Collection of short stories from contemporary China

Love Must Not Be Forgotten, by Zhang Lie. San Francisco and Beijing, China: China Books and Periodicals Inc. 207 pp. $16.95. No fuzziness in these stories: their depiction of the plight of the educated under Chinese Communism is razor sharp.

Judging from these seven stories, Zhang Lie of the People's Republic of China can be compared to Lao Shih, internationally famed for his ``Rickshaw Boy'' written in the '40s. The seven translators of these stories have used American idioms, and while this does not help to preserve the Chinese ``flavor'' of the work, it does ensure that the stories speak eloquently to most anglophones.
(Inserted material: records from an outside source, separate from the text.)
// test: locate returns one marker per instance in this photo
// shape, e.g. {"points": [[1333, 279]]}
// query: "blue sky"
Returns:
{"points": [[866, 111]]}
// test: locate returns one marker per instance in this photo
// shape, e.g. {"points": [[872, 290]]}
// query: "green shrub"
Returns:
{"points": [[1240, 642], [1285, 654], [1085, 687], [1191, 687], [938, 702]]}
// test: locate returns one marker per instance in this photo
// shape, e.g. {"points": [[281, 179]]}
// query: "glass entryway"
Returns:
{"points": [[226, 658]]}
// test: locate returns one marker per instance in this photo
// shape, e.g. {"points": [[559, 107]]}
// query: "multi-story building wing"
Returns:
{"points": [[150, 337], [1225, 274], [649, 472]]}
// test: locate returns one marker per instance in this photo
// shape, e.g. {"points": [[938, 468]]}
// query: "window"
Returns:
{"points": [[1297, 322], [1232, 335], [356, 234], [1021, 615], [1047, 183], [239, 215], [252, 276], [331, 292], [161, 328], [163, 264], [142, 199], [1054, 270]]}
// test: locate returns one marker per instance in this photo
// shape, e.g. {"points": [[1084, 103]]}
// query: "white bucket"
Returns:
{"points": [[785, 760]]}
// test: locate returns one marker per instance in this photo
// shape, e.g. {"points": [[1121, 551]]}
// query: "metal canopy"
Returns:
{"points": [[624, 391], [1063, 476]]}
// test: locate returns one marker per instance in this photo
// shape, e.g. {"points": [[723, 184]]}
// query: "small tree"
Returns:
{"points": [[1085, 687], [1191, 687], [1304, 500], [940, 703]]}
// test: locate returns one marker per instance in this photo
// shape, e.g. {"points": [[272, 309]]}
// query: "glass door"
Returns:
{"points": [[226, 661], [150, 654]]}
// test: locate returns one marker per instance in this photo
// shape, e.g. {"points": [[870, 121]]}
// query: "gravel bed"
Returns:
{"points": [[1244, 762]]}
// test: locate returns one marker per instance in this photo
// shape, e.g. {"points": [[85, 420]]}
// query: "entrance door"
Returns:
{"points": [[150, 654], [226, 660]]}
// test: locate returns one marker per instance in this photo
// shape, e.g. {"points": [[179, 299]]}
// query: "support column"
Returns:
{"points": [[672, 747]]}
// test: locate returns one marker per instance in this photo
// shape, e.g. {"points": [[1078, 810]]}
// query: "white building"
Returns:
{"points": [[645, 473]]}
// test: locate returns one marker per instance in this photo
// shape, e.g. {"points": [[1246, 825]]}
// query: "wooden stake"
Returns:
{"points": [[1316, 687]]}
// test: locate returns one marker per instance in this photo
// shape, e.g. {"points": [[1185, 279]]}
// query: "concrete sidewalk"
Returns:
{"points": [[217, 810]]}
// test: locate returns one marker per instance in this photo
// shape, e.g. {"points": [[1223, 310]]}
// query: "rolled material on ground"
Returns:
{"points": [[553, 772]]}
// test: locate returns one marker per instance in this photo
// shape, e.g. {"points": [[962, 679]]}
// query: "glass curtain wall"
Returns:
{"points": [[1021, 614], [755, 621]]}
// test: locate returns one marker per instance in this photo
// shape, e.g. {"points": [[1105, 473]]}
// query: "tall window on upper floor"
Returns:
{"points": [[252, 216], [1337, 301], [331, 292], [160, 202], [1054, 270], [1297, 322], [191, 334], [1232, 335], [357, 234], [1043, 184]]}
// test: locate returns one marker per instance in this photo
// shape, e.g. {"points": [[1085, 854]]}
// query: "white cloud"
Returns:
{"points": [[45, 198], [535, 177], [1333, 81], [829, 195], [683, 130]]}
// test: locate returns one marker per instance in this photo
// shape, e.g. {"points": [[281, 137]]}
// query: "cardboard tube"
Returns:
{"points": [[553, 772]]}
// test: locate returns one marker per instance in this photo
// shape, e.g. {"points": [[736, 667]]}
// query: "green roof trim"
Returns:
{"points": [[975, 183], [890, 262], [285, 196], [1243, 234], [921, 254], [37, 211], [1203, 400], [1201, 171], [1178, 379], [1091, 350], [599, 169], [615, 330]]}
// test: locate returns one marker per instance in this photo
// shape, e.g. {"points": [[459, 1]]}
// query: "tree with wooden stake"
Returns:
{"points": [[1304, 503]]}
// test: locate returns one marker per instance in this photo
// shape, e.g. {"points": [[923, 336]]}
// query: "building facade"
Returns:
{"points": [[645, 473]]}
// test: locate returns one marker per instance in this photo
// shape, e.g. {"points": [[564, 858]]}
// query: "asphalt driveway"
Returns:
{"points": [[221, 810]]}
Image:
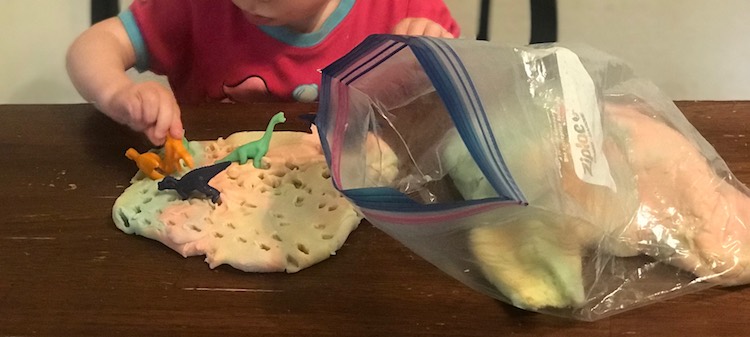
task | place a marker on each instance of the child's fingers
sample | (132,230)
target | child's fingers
(165,115)
(176,130)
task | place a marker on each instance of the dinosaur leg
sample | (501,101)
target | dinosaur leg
(211,192)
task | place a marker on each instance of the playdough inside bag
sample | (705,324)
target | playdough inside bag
(547,177)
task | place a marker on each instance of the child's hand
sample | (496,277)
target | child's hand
(421,26)
(146,107)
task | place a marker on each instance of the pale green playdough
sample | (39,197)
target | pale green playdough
(285,216)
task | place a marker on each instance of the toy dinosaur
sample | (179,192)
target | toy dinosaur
(174,151)
(149,163)
(195,181)
(255,149)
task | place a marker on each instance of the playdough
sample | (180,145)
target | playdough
(284,216)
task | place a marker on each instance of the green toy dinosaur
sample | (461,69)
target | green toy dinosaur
(255,149)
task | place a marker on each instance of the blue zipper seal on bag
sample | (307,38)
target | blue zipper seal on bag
(454,86)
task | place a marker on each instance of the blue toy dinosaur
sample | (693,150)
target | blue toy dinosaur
(255,149)
(195,181)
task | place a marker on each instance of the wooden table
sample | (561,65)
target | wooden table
(66,270)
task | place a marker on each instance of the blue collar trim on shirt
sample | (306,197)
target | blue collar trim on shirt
(290,37)
(141,52)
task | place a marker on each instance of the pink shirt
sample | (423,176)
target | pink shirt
(210,52)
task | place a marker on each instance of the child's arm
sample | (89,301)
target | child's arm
(96,63)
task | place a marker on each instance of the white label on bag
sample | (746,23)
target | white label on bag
(583,120)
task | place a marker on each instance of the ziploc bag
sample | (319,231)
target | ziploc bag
(547,177)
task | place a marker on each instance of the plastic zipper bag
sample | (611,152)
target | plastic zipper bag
(548,177)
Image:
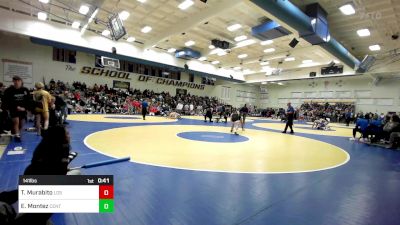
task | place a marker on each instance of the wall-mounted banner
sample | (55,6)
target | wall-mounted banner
(17,68)
(121,84)
(165,81)
(106,73)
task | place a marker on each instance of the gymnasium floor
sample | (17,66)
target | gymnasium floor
(191,172)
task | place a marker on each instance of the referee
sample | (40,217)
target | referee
(289,118)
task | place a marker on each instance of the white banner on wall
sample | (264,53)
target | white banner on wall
(17,68)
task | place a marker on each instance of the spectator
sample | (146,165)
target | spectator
(42,101)
(235,118)
(16,102)
(243,113)
(361,127)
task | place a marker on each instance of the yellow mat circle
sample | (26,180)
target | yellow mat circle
(264,152)
(114,118)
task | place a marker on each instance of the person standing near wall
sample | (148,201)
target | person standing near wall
(243,113)
(235,118)
(145,107)
(16,101)
(42,100)
(289,118)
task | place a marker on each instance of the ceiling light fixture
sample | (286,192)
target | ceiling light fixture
(347,9)
(76,25)
(245,43)
(221,53)
(185,4)
(363,33)
(269,50)
(146,29)
(124,15)
(234,27)
(42,15)
(189,43)
(130,39)
(242,56)
(267,42)
(240,38)
(105,33)
(171,50)
(374,47)
(84,9)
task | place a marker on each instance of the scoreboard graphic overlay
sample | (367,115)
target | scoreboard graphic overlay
(66,194)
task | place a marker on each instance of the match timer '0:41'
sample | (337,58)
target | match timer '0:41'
(66,194)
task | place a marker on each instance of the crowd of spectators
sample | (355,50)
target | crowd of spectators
(336,112)
(78,97)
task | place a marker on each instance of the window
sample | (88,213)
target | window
(225,93)
(64,55)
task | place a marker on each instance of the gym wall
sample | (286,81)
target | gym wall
(19,48)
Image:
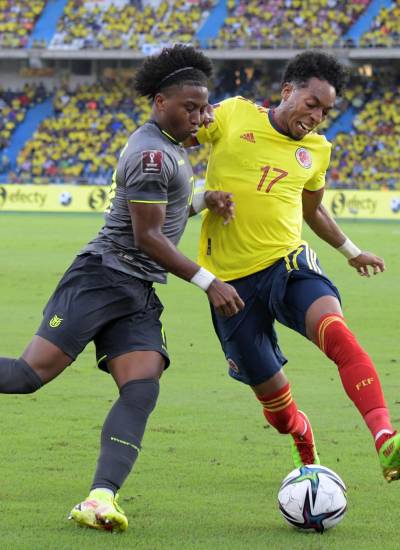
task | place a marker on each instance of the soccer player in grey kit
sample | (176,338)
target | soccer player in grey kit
(107,294)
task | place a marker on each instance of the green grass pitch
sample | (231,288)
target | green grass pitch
(210,468)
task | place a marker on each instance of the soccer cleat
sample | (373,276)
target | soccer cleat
(100,511)
(303,446)
(389,457)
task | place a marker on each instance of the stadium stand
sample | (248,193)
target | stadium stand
(385,31)
(287,23)
(13,108)
(367,156)
(122,24)
(92,122)
(17,20)
(95,112)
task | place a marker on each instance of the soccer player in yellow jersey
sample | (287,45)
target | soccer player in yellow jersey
(274,163)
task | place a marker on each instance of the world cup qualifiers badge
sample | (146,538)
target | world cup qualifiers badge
(303,157)
(152,162)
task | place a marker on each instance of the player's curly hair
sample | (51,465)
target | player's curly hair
(177,65)
(314,64)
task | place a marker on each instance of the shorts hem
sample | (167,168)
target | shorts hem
(102,362)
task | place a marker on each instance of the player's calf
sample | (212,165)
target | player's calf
(17,377)
(282,413)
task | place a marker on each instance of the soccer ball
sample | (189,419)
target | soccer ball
(312,497)
(65,198)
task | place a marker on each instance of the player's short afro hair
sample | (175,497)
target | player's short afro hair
(314,64)
(177,65)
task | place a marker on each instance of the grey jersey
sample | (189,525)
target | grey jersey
(151,169)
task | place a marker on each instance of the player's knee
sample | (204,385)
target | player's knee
(141,394)
(17,377)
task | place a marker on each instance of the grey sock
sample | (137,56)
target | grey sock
(122,432)
(16,376)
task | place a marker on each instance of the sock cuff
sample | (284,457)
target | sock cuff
(131,383)
(324,322)
(278,400)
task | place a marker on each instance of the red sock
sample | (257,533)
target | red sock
(357,372)
(281,412)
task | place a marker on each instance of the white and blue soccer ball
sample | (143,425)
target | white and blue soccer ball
(65,198)
(313,498)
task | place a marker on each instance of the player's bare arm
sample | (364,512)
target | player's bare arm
(323,225)
(219,202)
(147,221)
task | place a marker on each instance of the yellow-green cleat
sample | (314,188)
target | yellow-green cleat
(303,446)
(100,511)
(389,457)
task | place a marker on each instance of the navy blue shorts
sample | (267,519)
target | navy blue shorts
(118,312)
(283,291)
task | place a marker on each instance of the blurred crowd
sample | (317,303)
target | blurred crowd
(385,30)
(17,20)
(141,24)
(116,24)
(367,157)
(13,108)
(287,23)
(90,125)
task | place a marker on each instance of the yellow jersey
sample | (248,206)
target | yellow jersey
(266,171)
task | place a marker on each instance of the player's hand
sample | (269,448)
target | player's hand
(224,298)
(220,203)
(208,115)
(367,263)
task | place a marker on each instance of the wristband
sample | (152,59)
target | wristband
(202,278)
(198,201)
(349,249)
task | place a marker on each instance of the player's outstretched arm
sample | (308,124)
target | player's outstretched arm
(323,225)
(219,202)
(147,222)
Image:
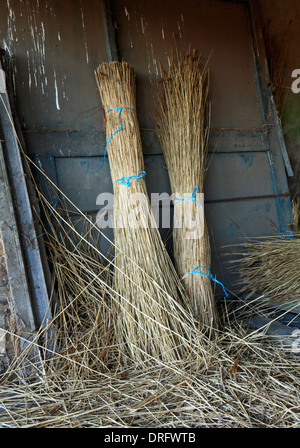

The title tale, ``Love Should Not Be Forgotten'' is about the enduring and ill-fated love of a talented and sensitive woman for a somewhat elder and highly placed bureaucrat. The bureaucrat was murdered, doubtless for his fundamental liberalism, during the Cultural Revolution. At that time there were many such murders, as well as suicides among the higher intelligentsia and progressively-minded bureaucrats.

Engendered by their great mutual admiration and deep respect, would this grand emotion have survived had they been free to live together under the very great difficulties caused by the intrusive characteristics of the ``new society''?

Lie is clearly a brave feminist in the socially traditionalist China. Several of her stories illustrate how the male-chauvinist baggage of the ancient regime is very far from eliminated under the system, which nevertheless makes of every well-educated and intelligent woman some kind of party professional. She also writes with clarity and compassion of her male characters' frustrations -- and frequent debasement -- under the stringencies of government fiat and surveillance.

In ``An Unfinished Record,'' we have a subtle example of how a cultivated and useful life's waste and a heart's emptiness results from frustration, loneliness, and neglect. A very dedicated elderly historian, nevertheless virtually abandoned except for his interesting old cat, correctly anticipates his imminent death and prepares even his ancient, miserable dwelling for it.

Yet with an upsurge of youthful feeling and strength, he falls in love with a young woman's beauty and her surpassingly kind and delightful personality. He finds a joyful consummation of that genuine first happiness as he observes his idol's fulfillment in her apparently ideal love and her marriage to a young man.

The author explores for us the professor's atypical humanistic philosophy and his understanding of human emotion, forging the foundations for the wonderful experience which comes just before his death. It is an absorbing yarn, having its roots in the often highly very insensitive society.

The last story is principally about the day-to-day hardships and discouragements under Chinese bureaucracy, producing evocative types of injustice among women competing within the framework of the rigid rules of the game, as well as some of the great chicanery among many men.

As a whole, ``Love Must Not Be Forgotten'' is both imaginative and informative, well worth a second and even third reading.